Unionization efforts continue for Ottawa Wine Rack employees despite the firing of their main spokesperson.
Ex-Wine Rack employee Miles Krauter, 28, has been organizing protests in the downtown area since January to encourage workers to sign voting cards for the unionization drive.
“A lot of times, people don’t think of this job as being permanent,” he says. “But for older workers, that’s what it becomes.”
After speaking to older ex-coworkers about struggling to get by on three- or five-hour shifts and minimum wage, Krauter says he found the motivation to unionize.
Wine Rack stores are owned by Constellation Brands, the largest international distributor of wine and beer products based in the United States. The company’s website says Wine Rack retailers in particular focus on selling more than 150 different kinds of Ontario and Canadian blended wines.
The wine retailers are unique to Ontario, Wine Rack’s website adds, with 160 stores across the province in more than 60 municipalities.
To unionize, support is needed from the 88 employees at the 22 Wine Rack locations in Ottawa, including the Elgin Street and Bank Street locations in Centretown.
The movement and resulting protests have created conflict in Wine Rack locations in the city.
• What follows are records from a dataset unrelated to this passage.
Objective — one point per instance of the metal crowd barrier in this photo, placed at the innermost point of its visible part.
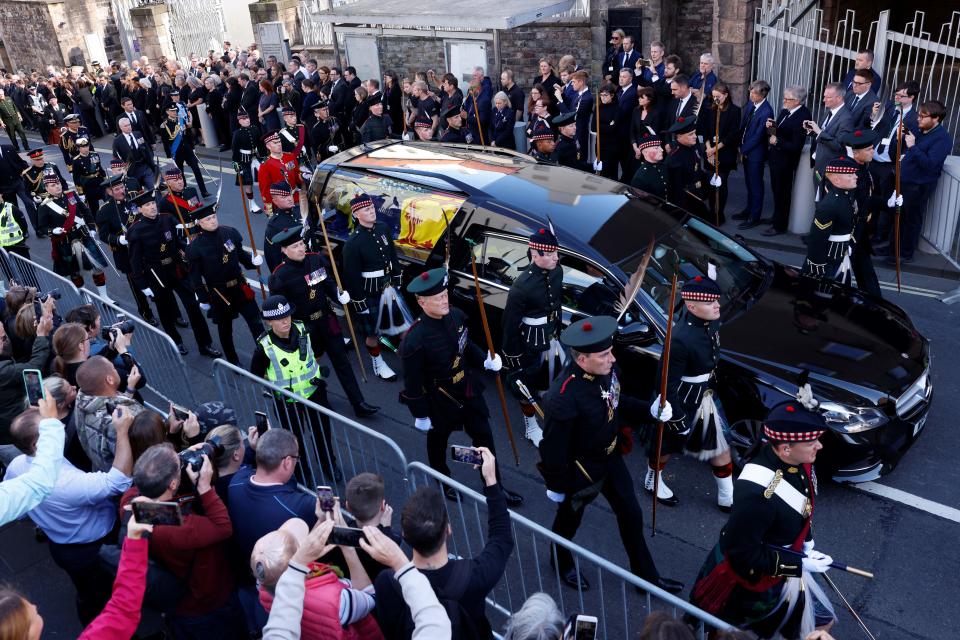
(619, 599)
(353, 448)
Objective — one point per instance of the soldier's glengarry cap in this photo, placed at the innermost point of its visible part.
(429, 283)
(276, 307)
(700, 289)
(792, 422)
(543, 240)
(288, 236)
(590, 335)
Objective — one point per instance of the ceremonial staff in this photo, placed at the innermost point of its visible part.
(253, 244)
(665, 359)
(336, 276)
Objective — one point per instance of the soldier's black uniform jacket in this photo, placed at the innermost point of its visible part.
(436, 382)
(532, 315)
(581, 430)
(215, 259)
(88, 175)
(652, 178)
(114, 219)
(371, 252)
(33, 178)
(280, 220)
(308, 286)
(568, 155)
(156, 252)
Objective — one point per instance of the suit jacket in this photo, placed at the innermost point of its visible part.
(860, 115)
(827, 145)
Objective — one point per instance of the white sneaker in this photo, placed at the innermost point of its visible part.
(382, 370)
(532, 430)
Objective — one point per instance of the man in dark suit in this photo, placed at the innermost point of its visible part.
(753, 152)
(834, 124)
(786, 146)
(861, 99)
(131, 147)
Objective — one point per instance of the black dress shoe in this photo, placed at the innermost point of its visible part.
(513, 499)
(574, 579)
(364, 410)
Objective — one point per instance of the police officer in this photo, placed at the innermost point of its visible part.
(286, 215)
(531, 326)
(583, 446)
(304, 279)
(284, 356)
(88, 174)
(568, 152)
(68, 217)
(370, 267)
(686, 183)
(216, 257)
(439, 389)
(177, 138)
(828, 244)
(158, 270)
(759, 574)
(114, 218)
(698, 423)
(247, 148)
(651, 175)
(861, 142)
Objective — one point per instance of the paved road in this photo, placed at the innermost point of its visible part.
(911, 550)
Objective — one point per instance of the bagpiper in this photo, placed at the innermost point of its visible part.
(584, 445)
(698, 424)
(532, 320)
(371, 274)
(828, 244)
(216, 259)
(73, 248)
(438, 386)
(247, 150)
(759, 575)
(158, 269)
(651, 175)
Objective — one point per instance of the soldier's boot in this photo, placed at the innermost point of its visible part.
(664, 494)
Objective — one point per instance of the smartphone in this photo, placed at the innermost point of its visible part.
(261, 419)
(346, 536)
(167, 513)
(467, 455)
(580, 627)
(326, 498)
(33, 382)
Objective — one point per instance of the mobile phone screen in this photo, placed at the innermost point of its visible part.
(33, 383)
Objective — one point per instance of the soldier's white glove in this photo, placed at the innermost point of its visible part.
(816, 562)
(493, 362)
(663, 415)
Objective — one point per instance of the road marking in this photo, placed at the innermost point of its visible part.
(935, 508)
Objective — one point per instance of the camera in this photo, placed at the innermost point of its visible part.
(126, 327)
(194, 457)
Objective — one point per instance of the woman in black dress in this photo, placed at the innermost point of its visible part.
(723, 118)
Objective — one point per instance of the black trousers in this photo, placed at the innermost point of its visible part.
(618, 489)
(327, 338)
(93, 584)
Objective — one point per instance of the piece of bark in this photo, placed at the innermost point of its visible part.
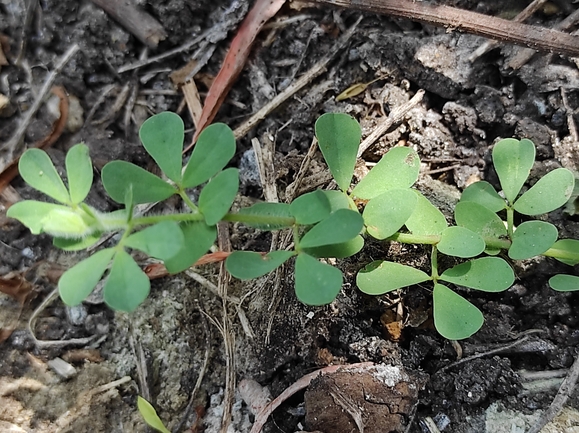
(538, 38)
(138, 22)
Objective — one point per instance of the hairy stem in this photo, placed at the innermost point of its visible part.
(434, 264)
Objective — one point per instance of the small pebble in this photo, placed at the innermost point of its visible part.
(77, 314)
(62, 368)
(28, 253)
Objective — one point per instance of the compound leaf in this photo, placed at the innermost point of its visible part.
(549, 193)
(79, 172)
(268, 216)
(198, 238)
(385, 214)
(161, 241)
(247, 265)
(217, 196)
(426, 219)
(39, 172)
(564, 283)
(150, 416)
(316, 283)
(566, 251)
(79, 281)
(339, 227)
(126, 286)
(532, 238)
(489, 274)
(484, 194)
(119, 176)
(381, 277)
(310, 208)
(513, 160)
(455, 318)
(460, 242)
(214, 149)
(339, 138)
(398, 168)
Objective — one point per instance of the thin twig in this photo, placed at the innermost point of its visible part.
(538, 38)
(202, 370)
(226, 331)
(567, 388)
(396, 115)
(521, 17)
(16, 139)
(483, 354)
(525, 54)
(301, 383)
(315, 71)
(570, 120)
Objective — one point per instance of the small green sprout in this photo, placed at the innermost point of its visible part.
(150, 416)
(324, 224)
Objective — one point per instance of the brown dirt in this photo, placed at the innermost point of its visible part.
(162, 346)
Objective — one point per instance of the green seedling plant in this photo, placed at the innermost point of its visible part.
(324, 224)
(150, 416)
(320, 221)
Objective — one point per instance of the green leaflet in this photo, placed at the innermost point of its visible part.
(339, 138)
(513, 160)
(455, 318)
(79, 172)
(214, 149)
(381, 277)
(39, 172)
(316, 283)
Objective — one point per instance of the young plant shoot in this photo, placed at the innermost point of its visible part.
(324, 224)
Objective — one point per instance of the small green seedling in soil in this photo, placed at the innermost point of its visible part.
(150, 416)
(324, 224)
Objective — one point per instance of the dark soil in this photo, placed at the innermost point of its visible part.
(162, 346)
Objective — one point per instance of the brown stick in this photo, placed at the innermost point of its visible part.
(142, 25)
(539, 38)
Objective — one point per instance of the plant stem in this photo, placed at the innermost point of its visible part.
(434, 264)
(188, 201)
(510, 221)
(409, 238)
(230, 217)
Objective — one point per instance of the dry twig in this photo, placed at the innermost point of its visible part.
(16, 139)
(318, 69)
(538, 38)
(521, 17)
(396, 115)
(301, 383)
(138, 22)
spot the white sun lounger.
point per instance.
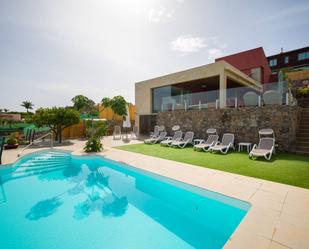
(225, 145)
(117, 133)
(177, 136)
(206, 145)
(157, 139)
(265, 148)
(183, 142)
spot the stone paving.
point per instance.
(278, 218)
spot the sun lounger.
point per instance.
(183, 142)
(272, 97)
(117, 133)
(157, 139)
(251, 99)
(206, 145)
(265, 148)
(134, 132)
(177, 136)
(1, 147)
(226, 143)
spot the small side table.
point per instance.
(241, 145)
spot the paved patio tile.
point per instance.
(291, 235)
(244, 239)
(276, 245)
(277, 219)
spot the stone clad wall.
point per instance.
(244, 122)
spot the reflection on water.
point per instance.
(89, 182)
(44, 208)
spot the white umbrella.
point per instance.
(126, 123)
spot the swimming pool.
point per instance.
(53, 200)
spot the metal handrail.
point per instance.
(51, 142)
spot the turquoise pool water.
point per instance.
(54, 200)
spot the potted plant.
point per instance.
(11, 142)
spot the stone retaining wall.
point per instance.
(243, 122)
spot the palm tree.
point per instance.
(28, 105)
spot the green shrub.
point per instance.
(93, 145)
(95, 128)
(303, 91)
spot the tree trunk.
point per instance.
(60, 134)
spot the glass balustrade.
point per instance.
(271, 94)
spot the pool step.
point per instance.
(302, 134)
(29, 173)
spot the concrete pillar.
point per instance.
(222, 90)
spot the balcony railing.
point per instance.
(272, 94)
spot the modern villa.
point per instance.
(214, 95)
(198, 181)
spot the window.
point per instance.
(303, 56)
(273, 62)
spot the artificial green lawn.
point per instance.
(284, 168)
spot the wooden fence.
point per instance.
(79, 130)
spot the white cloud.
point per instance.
(188, 44)
(160, 14)
(214, 53)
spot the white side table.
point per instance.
(197, 141)
(241, 145)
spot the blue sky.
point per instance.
(53, 50)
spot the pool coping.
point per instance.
(278, 217)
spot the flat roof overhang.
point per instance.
(198, 73)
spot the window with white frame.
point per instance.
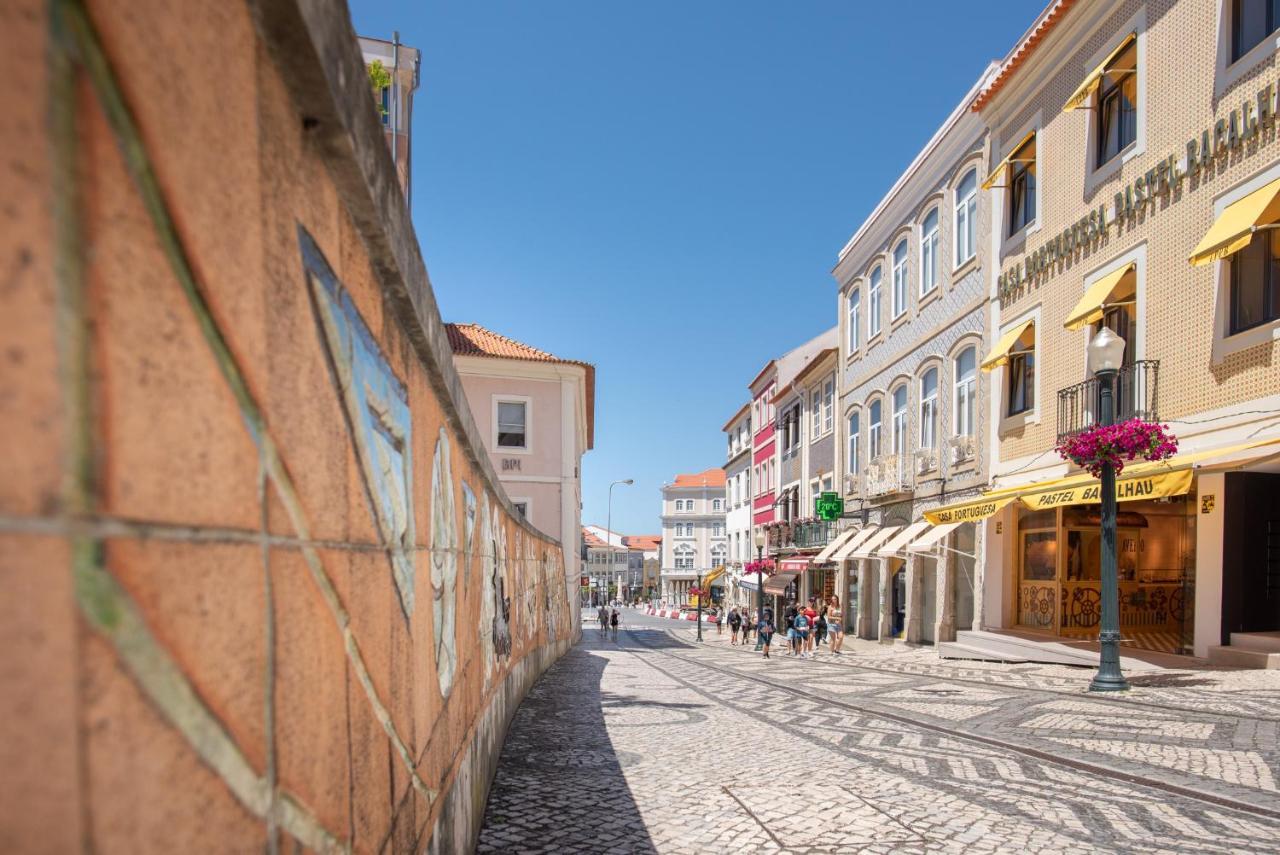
(512, 424)
(900, 278)
(1252, 21)
(929, 252)
(929, 408)
(964, 403)
(900, 420)
(828, 406)
(967, 218)
(874, 429)
(854, 443)
(855, 310)
(873, 309)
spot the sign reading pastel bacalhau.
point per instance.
(828, 506)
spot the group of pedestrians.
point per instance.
(807, 627)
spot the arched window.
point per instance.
(929, 408)
(900, 420)
(854, 440)
(874, 426)
(900, 278)
(873, 309)
(855, 318)
(967, 218)
(965, 392)
(929, 252)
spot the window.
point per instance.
(1252, 21)
(1118, 105)
(1022, 187)
(967, 218)
(929, 252)
(965, 380)
(900, 278)
(1256, 282)
(1022, 382)
(929, 408)
(854, 439)
(900, 420)
(874, 309)
(511, 424)
(874, 444)
(855, 310)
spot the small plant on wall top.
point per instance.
(379, 78)
(1118, 443)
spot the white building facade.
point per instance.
(694, 540)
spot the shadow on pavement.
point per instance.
(560, 783)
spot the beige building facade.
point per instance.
(1132, 177)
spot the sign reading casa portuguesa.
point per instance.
(1202, 152)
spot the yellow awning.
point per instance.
(1234, 227)
(1000, 353)
(1092, 303)
(969, 511)
(1091, 83)
(1004, 164)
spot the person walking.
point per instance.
(801, 640)
(835, 625)
(791, 630)
(812, 615)
(766, 631)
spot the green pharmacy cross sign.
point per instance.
(828, 506)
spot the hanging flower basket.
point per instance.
(1119, 443)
One notice to Wine Rack employees, photographed and posted on Facebook, stated that outside organizers helping workers assemble the union are doing so “to attempt to mislead” employees so they can “pursue their agenda.”
The letter added that negotiations about employment conditions “do not require the intervention of a third-party union.”
Sean Taylor, vice-president of retail at Constellation Brands Canada, stated that the reported placement of anti-union letters in stores by the company is “false.” Taylor maintained that the corporation “is committed to ensuring our employees’ voices are heard.”
Despite efforts by Centretown News to contact local managers of Wine Rack, they did not respond to interview requests.
Krauter says he was fired by Wine Rack for having missed a shift in September, two days before his trial period ended.
Under provincial laws, any employee is able to form or join a union, including probationary employees like Krauter.
To create a template for a future collective agreement, Krauter is working with the Industrial Workers of the World, a volunteer-run organization based in Chicago that encourages the formation of independent unions.
John Hollingsworth, one of the organization’s representatives, says that based on the interviews IWW has done with Wine Rack workers and managers, the union movement is likely to be successful.
“We wouldn’t be doing our due diligence and investigating if we didn’t believe they had a strong case,” he says.
The new union would try to fight for a deal better than one created for Wine Rack workers in Toronto through the Service Employees International Union (SEIU) local 2, a union based in the city. Their current collective agreement, signed in 2013, includes provisions for performance-based wage increases and benefits including pension plans.
That agreement also notes that full-time employees of Wine Rack can claim benefits.
However, a store-staffing memo within the agreement notes that there are only two full-time employees out of more than 100 total employees in the GTA.
Ted Mansell, executive vice president of SEIU local 2, said that the collective agreement for Toronto workers doesn’t go far enough to bridge the wage gap experienced by Wine Rack employees.
“The last negotiations we had got down to a supervised vote from the Ontario government because Constellation said there weren’t going to be any increases in pay,” he said. “Constellation Brands hasn’t been a good corporate citizen in Ontario.”
SEIU local 2’s collective agreement indicates that Toronto Wine Rack employees are the only ones to create a union, but Mansell notes that it has been in place “for decades,” before Wine Rack was sold to Constellation Brands in 2006.
Along with bargaining rights, Krauter and those supporting the union in Ottawa are asking for his reinstatement. Backed by IWW, Krauter is initiating a case with the Ontario Labour Relations Board against Wine Rack, claiming unfair labour practices leading to his termination.
Although Krauter says he does not like the work conditions at Wine Rack, he says he still needs the job.
“It’s not like there are great jobs out there for everyone, and all we need to do is shop ourselves around,” he said. “Right now I’m underemployed and need to make ends meet.”
The Ontario Labour Relations Board is set to review Krauter’s case on May 13.